Auf den sich hieraus ergebenden Wert, werden die Wertveränderungsraten für den Standort (gerechnet von Antragstellung bis rechnerisch erwarteter Lebenserwartung) zugeschlagen sowie der rechnerische Wertverlust für den gleichen Zeitraum auf den Gebäudeanteil abgezogen.

Von dem sich so ergebenden Wert sind pauschale Abschläge vorzunehmen, um den beleihbaren Wert zu erhalten. Sofern betraglich kleinere Vorlasten existieren, sind diese Beträge abzuziehen.

Abgleich mit bestehenden Regelungen

Aktuell sind Sachwerte für die Beleihungswertermittlung gemäß BelWertV und PfandBG zu ermitteln, sofern das zu besichernde Objekt für den Kreditgeber eigenkapitalrelevant berücksichtigt werden soll, wobei der planmäßige Wertverlauf des Objektes laufend zu überprüfen ist. Spekulative Elemente sind nicht zu berücksichtigen. Eine Marktwertermittlung gemäß ImmoWertV ist für eine auf den Herstellungskosten basierende Wertermittlung als Grundlage der Besicherung eines Objektes daher nicht geeignet.

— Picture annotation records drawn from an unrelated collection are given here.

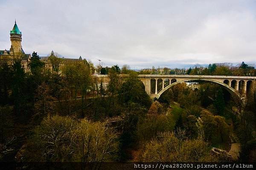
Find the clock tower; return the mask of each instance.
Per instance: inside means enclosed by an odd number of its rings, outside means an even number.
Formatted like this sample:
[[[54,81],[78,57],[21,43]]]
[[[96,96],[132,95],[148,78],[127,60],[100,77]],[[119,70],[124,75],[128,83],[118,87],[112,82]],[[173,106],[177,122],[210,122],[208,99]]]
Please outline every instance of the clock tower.
[[[12,31],[10,31],[11,42],[12,45],[10,49],[10,53],[14,55],[21,55],[22,53],[21,48],[21,32],[19,30],[18,26],[15,21],[15,24]]]

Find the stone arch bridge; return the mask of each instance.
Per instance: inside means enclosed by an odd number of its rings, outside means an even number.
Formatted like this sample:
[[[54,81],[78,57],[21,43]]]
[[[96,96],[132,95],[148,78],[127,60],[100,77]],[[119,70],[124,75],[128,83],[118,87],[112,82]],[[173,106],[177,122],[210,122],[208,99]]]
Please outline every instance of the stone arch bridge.
[[[256,77],[172,75],[140,75],[138,76],[145,86],[146,92],[151,98],[158,98],[163,92],[177,84],[192,81],[215,83],[224,86],[231,94],[239,96],[252,93],[256,89]],[[96,77],[105,80],[103,81],[108,84],[107,75]]]

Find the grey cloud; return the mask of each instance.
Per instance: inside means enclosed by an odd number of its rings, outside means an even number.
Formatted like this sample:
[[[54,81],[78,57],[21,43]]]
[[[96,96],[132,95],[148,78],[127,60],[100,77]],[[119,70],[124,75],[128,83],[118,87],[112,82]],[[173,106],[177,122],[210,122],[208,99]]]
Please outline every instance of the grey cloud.
[[[132,68],[256,62],[256,7],[252,0],[2,0],[0,48],[9,48],[16,18],[24,49],[41,56],[53,50]]]

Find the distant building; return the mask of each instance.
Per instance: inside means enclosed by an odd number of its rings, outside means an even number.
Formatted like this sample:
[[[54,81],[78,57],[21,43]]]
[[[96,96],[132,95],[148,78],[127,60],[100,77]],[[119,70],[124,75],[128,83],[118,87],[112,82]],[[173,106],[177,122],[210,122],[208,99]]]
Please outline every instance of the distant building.
[[[22,34],[16,23],[16,20],[12,30],[10,31],[11,48],[9,50],[6,49],[0,50],[0,61],[7,61],[11,62],[14,60],[21,60],[21,64],[25,72],[29,72],[30,69],[29,63],[31,61],[31,55],[30,54],[26,54],[21,46]],[[52,51],[49,56],[40,57],[40,60],[45,63],[45,66],[48,67],[52,71],[52,66],[50,60],[50,57],[54,56],[54,53]],[[85,60],[85,59],[84,59]],[[83,61],[80,56],[79,58],[68,58],[63,57],[58,58],[59,66],[63,65],[64,63],[74,63]],[[85,60],[85,62],[87,61]]]
[[[25,71],[29,69],[28,63],[30,61],[31,55],[26,54],[21,46],[22,35],[20,31],[16,20],[12,30],[10,31],[11,48],[9,50],[6,49],[0,50],[0,61],[6,61],[8,62],[15,60],[21,60],[21,63]]]

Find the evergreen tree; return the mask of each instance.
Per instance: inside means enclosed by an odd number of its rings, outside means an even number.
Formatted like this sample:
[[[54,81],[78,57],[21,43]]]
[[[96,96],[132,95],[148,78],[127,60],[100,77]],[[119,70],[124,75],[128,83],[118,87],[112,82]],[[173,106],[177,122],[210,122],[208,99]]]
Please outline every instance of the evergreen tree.
[[[38,73],[41,72],[41,69],[44,66],[44,63],[40,61],[40,58],[37,55],[37,52],[34,52],[31,57],[31,62],[29,63],[32,74],[38,75]]]
[[[209,75],[211,75],[211,71],[212,71],[212,64],[210,63],[209,64],[208,66],[208,71],[209,72]]]
[[[218,91],[217,97],[215,99],[214,104],[218,115],[223,115],[225,109],[225,101],[221,88],[220,88]]]
[[[214,63],[213,64],[212,64],[212,67],[211,68],[211,74],[212,75],[212,73],[213,73],[213,72],[214,72],[214,71],[215,71],[215,70],[217,68],[217,65],[216,65],[216,64]]]
[[[188,70],[187,74],[189,75],[190,75],[190,73],[191,72],[191,71],[192,71],[192,69],[191,69],[191,67],[189,67],[189,70]]]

Im Kern der Wertermittlung für das neue Produkt steht die langfristige perspektivische Betrachtung der Wertentwicklung, die aufgrund der zu prognostizierenden Marktentwicklung zwangsläufig Unwägbarkeiten enthält. Es werden in der Regel bei Weitem nicht alle für die zukünftige Entwicklung relevanten Faktoren einfließen können, da sie zum Zeitpunkt der Prognose nicht abschätzbar sind. Als Beispiel seien der zukünftige energetische Standard von Neubauten, die Energiepreisentwicklung und der sich rasant verändernde Standard in der Informationstechnologie und der Gebäudetechnik und-automatisierung genannt.

Sofern man sich als Konsequenz hieraus von der Ermittlung eines Sachwertes für den Gebäudeanteil des Objektes lösen würde, könnte ein fiktiver Rohbauwert zuzüglich eines hinreichend konservativ prognostizierten Grundstückswertes die Basis für eine Besicherung der Immobilie bilden. Weitere Beleihungsspielräume am Gebäude zugunsten des Darlehensnehmers können zwar mit Hilfe einer Marktprognose grob abgeschätzt werden, müssen aber aufgrund der bestehenden gesetzlichen Situation mit einem separaten Risikofaktor im Produkt berücksichtigt werden. In der Wertermittlung des Objektes gemäß BelWertV sind sie derzeit nicht darstellbar.

*) Es kann ausschließlich ein Marktwert auf Basis des Vergleichswertverfahren ermittelt werden, in dem ein Objekt mit gleichen Eigenschaften (des zu beleihenden Objektes zum Zeitpunkt der Fälligkeit) in die Zukunft projiziert wird.